EPÍSTOLA*

La Epístola es un hacerse presente del Espíritu Santo tal y como vive, firme e incólume, en las Santas Escrituras. Durante su lectura, el sacerdote da un paso atrás: él u otro es el lector; el servicio se hace como incoloro, para que todo el relieve lo adquiera el contenido del texto. Mientras que en el Evangelio el Espíritu se hace visible sobre todo como Espíritu del Hijo, como Espíritu del Encarnado, en la Epístola, ya sea del Antiguo como del Nuevo Testamento, Él es más bien el puro Espíritu de la Escritura.
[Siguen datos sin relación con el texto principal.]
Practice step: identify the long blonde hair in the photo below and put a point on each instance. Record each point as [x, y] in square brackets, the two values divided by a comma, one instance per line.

A menudo, en ella se hace tangible el Espíritu Santo presente en el Antiguo Testamento. Y mientras que el Evangelio se dirige mucho más fuertemente a la congregación, proclamado en un movimiento desde el altar hacia el pueblo, la Epístola permanece de algún modo más fuertemente ligada al Espíritu del altar. Ella, de alguna manera, da la seguridad de que la fiesta o el santo del día están en un vínculo válido con el altar. Antes, al rezar la Colecta, el santo estaba todavía como retenido: estaba en medio del coro orante de los santos que acompañan desde el cielo; era uno de tantos que podía ser invocado. En la Epístola, él gana contornos más concretos, es mostrado de un modo que le permite ocupar un lugar firme y decidido en el Espíritu del altar, para luego, como uno así enraizado en el altar, cobrar forma ante el pueblo en el Evangelio.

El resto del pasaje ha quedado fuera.